Filesystem Encryption

  • Need to modify FilesystemSecurityRealm

    • Add SecretKey to constructors of FilesystemSecurityRealm

      • Object of type SecretKey

    • Implement the SecretKey functions with the use of the CipherUtil class to encrypt the identities and attributes.

    • Use encrypted principal in the filename and the directory levels (pathFor()) instead of the clear text name.

    • nameFor method would have to decrypt the file name differently based on the filename format.

    • In the setCredentials() method, both the principal and the evidence need to be encoded with the SecretKey. In the setAttributes() method, the attributes/roles need to be encoded with the SecretKey too.

    • The loadIdentity methods need to be modified to decrypt the identity data, with the same SecretKey.

    • parseCredentials(), parsePassword(), and parseAttributes() will also have to incorporate the decryption

  • The storage of the principal and passwords are handled separately. The principal is stored as the filename and encoded in base32, whereas the password is stored within the file and encrypted with a secret key and encoded with base64.
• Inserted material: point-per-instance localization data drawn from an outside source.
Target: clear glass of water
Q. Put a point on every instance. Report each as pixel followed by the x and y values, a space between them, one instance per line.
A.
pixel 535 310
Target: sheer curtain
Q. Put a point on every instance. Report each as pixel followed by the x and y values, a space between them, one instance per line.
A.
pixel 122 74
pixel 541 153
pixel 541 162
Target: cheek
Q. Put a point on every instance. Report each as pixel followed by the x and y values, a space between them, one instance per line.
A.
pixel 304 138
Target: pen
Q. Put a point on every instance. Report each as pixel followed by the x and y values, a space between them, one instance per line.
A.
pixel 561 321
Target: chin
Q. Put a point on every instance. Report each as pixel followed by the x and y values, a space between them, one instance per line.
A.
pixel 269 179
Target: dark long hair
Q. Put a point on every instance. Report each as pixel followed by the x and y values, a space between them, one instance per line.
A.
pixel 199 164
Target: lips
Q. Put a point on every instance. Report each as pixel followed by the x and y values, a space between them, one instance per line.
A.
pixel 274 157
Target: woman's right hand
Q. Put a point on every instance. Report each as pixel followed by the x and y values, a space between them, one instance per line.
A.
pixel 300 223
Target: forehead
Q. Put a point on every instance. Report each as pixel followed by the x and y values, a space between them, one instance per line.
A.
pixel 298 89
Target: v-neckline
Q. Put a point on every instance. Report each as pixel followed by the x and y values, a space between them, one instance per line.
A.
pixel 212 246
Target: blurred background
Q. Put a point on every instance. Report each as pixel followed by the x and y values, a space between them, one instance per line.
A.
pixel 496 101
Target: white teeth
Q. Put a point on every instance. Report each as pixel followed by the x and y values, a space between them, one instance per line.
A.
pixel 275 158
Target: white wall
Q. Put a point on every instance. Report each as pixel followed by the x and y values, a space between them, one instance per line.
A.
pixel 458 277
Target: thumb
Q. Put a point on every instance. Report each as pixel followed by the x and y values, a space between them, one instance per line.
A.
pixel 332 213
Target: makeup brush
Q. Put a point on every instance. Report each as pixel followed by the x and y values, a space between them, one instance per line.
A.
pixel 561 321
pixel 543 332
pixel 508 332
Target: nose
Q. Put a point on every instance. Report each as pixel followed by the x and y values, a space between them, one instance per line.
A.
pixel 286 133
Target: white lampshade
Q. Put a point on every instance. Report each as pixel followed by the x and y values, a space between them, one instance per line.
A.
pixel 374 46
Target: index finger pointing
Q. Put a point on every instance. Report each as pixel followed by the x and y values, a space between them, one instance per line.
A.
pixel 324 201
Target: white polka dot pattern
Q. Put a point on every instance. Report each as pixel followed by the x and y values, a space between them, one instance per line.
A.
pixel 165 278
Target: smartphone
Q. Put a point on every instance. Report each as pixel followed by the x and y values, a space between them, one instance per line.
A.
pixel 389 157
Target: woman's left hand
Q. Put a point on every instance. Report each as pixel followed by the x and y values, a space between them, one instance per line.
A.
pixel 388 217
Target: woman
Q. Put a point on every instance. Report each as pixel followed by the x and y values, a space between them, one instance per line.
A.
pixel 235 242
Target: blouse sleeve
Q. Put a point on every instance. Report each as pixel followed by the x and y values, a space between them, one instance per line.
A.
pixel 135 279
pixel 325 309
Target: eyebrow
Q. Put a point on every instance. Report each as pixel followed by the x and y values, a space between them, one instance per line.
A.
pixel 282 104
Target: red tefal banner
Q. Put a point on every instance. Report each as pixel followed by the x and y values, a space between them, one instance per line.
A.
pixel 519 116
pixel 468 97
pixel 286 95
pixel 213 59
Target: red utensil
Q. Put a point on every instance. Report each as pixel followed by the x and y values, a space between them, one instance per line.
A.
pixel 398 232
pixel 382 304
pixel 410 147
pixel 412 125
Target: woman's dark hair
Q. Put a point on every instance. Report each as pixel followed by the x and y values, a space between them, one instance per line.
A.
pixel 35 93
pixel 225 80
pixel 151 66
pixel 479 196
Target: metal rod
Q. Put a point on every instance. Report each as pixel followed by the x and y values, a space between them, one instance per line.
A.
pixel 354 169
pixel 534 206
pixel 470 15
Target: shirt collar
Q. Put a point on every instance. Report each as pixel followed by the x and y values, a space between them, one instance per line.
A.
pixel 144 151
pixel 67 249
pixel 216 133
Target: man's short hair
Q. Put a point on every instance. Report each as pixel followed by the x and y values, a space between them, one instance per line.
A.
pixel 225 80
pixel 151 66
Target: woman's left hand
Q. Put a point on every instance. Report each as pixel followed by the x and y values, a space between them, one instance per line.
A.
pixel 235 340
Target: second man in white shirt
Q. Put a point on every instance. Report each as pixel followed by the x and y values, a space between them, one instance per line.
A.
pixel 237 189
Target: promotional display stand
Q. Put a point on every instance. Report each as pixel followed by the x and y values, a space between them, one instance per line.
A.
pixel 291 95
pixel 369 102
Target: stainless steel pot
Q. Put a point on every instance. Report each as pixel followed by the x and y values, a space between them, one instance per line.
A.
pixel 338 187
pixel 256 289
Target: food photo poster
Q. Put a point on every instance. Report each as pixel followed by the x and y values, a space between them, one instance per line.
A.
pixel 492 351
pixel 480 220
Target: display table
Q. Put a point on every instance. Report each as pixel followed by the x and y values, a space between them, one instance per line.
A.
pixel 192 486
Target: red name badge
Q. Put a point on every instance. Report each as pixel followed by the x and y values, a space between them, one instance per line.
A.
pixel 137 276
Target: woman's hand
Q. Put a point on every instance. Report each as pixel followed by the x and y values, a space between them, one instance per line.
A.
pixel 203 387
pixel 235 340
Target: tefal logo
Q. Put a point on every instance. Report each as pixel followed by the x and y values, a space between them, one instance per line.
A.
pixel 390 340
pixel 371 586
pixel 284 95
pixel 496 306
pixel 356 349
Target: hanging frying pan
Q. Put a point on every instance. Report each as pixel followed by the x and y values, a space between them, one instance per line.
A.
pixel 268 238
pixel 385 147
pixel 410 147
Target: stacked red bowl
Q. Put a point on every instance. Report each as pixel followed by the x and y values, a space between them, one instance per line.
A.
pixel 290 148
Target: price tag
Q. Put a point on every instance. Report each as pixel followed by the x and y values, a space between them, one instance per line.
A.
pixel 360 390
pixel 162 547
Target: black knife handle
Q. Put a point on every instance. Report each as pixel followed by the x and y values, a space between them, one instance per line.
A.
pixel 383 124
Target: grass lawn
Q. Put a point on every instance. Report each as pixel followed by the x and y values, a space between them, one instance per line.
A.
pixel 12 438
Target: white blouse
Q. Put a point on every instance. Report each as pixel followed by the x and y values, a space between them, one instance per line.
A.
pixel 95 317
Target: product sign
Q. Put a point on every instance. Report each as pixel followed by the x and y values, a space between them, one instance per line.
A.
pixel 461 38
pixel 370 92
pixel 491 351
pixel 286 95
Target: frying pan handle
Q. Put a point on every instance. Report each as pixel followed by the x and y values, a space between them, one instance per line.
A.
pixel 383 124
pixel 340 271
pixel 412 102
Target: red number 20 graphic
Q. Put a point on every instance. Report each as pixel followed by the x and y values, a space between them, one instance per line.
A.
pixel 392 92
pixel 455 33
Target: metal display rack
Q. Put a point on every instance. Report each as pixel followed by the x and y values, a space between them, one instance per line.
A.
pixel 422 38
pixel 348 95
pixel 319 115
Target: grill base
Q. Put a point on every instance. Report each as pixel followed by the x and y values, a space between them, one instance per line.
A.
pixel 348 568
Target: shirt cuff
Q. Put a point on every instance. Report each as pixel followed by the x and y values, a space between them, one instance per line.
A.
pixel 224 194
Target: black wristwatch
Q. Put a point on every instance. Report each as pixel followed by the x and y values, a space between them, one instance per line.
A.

  • At the moment the only encoding right now for the principal and password (if plaintext is the choice of storage) is a base64 encoding, but this is very easily decodeable, very quickly. The solution is to encrypt it with a SecretKey, and then encode it wih Base64 afterwards.

  • Due to design limitations, the principal/username cannot contain illegal file characters, it requires the same output for every input, and it must be possible to determine the username from the filename. Due to these requirements, hashing would not work. Along with that the CipherUtil SecretKey methods would also not work as it uses a sort of randomization that ensures not every identical input will have the same encrypted output. As a result it was decided to just encode the principal with a base32 encoding and just encrypt the remaining information.

  • There were 2 options considered for the SecretKey’s. The first was to encrypt each parameter: password, roles/attributes, with a separate SecretKey each, and store all the different SecretKey’s in one shared PropertiesCredentialStore. The other option was to encrypt the different parameters with the same SecretKey and store it in one PropertiesCredentialStore. The decision chosen was to use just one SecretKey and the reasoning for that was because if there was a breach in security and the password for the PropertiesCredentialStore was leaked, if all the SecretKey’s were in one PropertiesCredentialStore, then getting access to 3 SecretKey’s as opposed to 1 SecretKey is no different and has no advantages.

  • The execution of creating an encrypted FileSystem realm would be as follows

    • Create a CredentialStore (used to store the SecretKey). This would create a credential store and store a secret key inside it with an alias "key"

    • Then the user would create a FileSystemRealm and pass in the reference of the credential store as well as passing in the alias of the secret key defined in the Elytron subsystem.

  • It will be necessary to modify the FileSystemRealmDefinition to incorporate the option to add a path to the credential store as well as the alias for the SecretKey if the user want’s to encrypt their FileSystemRealm. This would go under the RealmAddHandler class in the performRuntime() method. Also will need to add a SimpleAttributeDefinition to pass in a SecretKey into the FileSystemSecurityRealm builder. Need to also update the ElytronDescriptionConstants with the constants containing encryption information too.

Test Plan

Elytron subsystem filesystem-realm tests will be added. Tests will be added to the Elytron testsuite and the Elytron subsystem tests.

Community Documentation

Documentation will be added in the "FileSystem Security Realm" section under elytron/components in the WildFly documentation to indicate that it is possible to encrypt the filesystem-realm during the creation.

Release Note Content

Support for adding filesystem realm encryption support with the use of a SecretKey.

It is now possible to encrypt identities that are stored on the local filesystem when using an Elytron filesystem-realm.

It is also possible to encrypt a filesystem realm that already exists to be compatible with these new changes.